Das Autofahren gehört nicht zu seinen Lieblingsbeschäftigungen. Kürzere Strecken meistert er problemlos.
Toni liebt es, sich auf großen Wiesen auszutoben, zu rennen und seine Nase einzusetzen – er ist ein echter „Nasenhund“. Erste Erfahrungen im Mantrailing hat er bereits gesammelt und zeigte dabei viel Freude und Talent, konnte jedoch aus zeitlichen Gründen nicht weiter gefördert werden. Außerdem ist er ein großer Wasserliebhaber und genießt es sehr, zu schwimmen und im Wasser zu spielen.

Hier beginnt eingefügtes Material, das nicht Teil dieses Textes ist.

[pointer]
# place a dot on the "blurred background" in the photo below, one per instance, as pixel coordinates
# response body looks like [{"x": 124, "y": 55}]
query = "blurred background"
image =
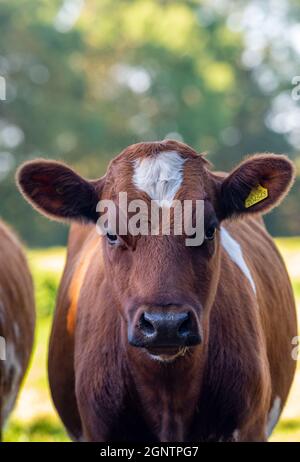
[{"x": 81, "y": 80}]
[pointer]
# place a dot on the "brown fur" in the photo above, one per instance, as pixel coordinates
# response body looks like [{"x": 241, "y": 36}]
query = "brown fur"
[
  {"x": 105, "y": 389},
  {"x": 17, "y": 318}
]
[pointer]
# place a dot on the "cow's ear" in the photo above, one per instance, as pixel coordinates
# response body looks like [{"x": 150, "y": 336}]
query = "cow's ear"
[
  {"x": 257, "y": 185},
  {"x": 58, "y": 192}
]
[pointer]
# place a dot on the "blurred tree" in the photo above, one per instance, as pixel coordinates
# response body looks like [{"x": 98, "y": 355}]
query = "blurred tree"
[{"x": 85, "y": 79}]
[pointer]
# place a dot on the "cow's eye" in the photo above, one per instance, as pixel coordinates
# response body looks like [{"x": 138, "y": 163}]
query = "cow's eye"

In Toni steckt unter anderem die Rasse Segugio Italiano, was seinen ausgeprägten Spürsinn und seine Freude an Nasenarbeit zusätzlich erklärt.
Mit anderen Hunden ist Toni absolut verträglich, egal ob Rüde oder Hündin. Er zeigt sich sozial, freundlich und unkompliziert im Umgang.
Für Toni wünschen wir uns ein ruhiges, verständnisvolles Zuhause bei Menschen, die ihm Sicherheit geben, ihn nicht überfordern und ihm weiterhin die Zeit lassen, die er braucht. Wer sich auf ihn einlässt, gewinnt einen treuen, liebevollen und ganz besonderen Begleiter.